Dictador paraguayo Gaspar Rodríguz de Francia |
(Escrito a la madrugada. Cuarto menguante)
Disfrazado de campesino llegué esa noche a Santa María. Hice esperar a mis
hombres a una legua, escondidos en el monte. Cubierto por mi sombrero de paja a dos
aguas, me metí en la fila de los enfermos que esperaban frente a la choza en la falda del
cerrito. Me tocó estar entre un paralítico y un leproso, echados en el suelo; el uno con
sus llagas y el aviso de su mal en un sombrero coronado de velas; el otro, sepultado
media res en la inmovilidad total. Me eché yo también, haciéndome el dormido, la cara
pegada a la tierra pelada con olor a mucho trajín de enfermedades. Los dejé pasar.

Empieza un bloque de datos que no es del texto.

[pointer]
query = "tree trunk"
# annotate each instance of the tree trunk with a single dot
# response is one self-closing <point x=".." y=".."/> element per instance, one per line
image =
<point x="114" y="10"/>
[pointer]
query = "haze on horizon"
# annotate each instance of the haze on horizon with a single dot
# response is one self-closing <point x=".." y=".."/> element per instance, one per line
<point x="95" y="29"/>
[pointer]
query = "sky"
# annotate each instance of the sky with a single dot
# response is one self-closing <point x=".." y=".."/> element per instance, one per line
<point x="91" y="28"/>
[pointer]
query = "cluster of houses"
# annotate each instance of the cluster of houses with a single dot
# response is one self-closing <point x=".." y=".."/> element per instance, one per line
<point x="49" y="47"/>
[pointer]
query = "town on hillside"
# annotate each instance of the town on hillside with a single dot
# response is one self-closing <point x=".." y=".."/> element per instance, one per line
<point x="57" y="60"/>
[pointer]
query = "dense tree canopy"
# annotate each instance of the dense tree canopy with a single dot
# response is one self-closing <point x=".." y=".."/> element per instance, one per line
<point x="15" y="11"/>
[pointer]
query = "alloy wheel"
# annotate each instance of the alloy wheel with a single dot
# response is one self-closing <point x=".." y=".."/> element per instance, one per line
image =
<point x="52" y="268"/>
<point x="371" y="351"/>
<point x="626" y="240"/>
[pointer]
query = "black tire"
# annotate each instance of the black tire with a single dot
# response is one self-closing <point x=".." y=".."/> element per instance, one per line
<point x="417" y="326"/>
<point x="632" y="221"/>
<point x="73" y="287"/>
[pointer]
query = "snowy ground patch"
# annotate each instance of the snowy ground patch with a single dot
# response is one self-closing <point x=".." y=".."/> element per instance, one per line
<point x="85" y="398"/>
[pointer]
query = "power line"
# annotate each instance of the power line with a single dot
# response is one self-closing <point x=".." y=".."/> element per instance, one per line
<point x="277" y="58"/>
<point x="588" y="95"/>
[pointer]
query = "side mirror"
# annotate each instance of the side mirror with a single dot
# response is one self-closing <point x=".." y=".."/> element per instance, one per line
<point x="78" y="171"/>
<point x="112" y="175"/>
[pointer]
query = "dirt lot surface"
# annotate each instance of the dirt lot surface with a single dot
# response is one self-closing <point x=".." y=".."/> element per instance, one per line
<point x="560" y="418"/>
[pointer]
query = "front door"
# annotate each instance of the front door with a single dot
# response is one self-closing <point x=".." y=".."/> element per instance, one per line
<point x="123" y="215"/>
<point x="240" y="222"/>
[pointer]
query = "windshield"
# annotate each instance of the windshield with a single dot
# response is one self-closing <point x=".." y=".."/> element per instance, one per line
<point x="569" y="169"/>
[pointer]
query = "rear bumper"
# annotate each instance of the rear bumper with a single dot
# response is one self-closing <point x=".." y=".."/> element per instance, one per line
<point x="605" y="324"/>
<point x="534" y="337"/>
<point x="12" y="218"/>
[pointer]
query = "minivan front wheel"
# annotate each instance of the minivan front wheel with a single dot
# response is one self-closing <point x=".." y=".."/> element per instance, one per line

Cuando abrí los ojos me vi. frente a un hombre rechoncho, lozano, fresco. Melena
canosa, casi platinada. Pelo muy fino barriéndole el hombro. Idéntica a él, su voz me
dijo: No se saque el sombrero. No se descubra. No me tocó. No me auscultó. No
preguntó por mis males. En seguida, sin hablar, sin preguntar, supo más de mí de lo que
yo mismo sabía y podía contarle. Tome esto. Me tendió un manojo de bulbos y raíces.
Parecían mojados por una resina muy gomosa. Mande hervirlos y poner la infusión al
sereno durante tres noches seguidas. Sacó una petaquita parecida a la que yo uso para el
rapé. La abrió. Adentro fosforileó un polvillo con la verdosa luminosidad de
los lampiros. Este esto en la infusión. Tendrá su tisana de Corvisat. Casi sin aliento guardé los bulbos y la cajetilla en mi matula de peregrino. Intenté sacar unas monedas. Puso su mano sobre mi mano. No, dijo, mis enfermos no pagan. ¿Me conoció? Vida no es entendida, No me reconoció visual. Puede que no. Puede que sí. Lo que respetó fue el secreto contado sin palabras, a la sombra del sombrero que celaba mi sombra. Salí tropezando de puro contento en la infinidad de bultos tumbados en el suelo. Gentío semejante en la oscuridad a quejumbroso muerterío. Avancé pisando manos, pies, cabezas que se levantaban que me insultaban con el tremendo rencor de los enfermos. Pero aún esos insultos me hicieron más feliz todavía. La salud no conoce el lenguaje de la cólera. Yo la llevaba en mi bolsa.
Bebí la tisana por tres días. Durante tres años mi cuerpo desbebió todos sus males.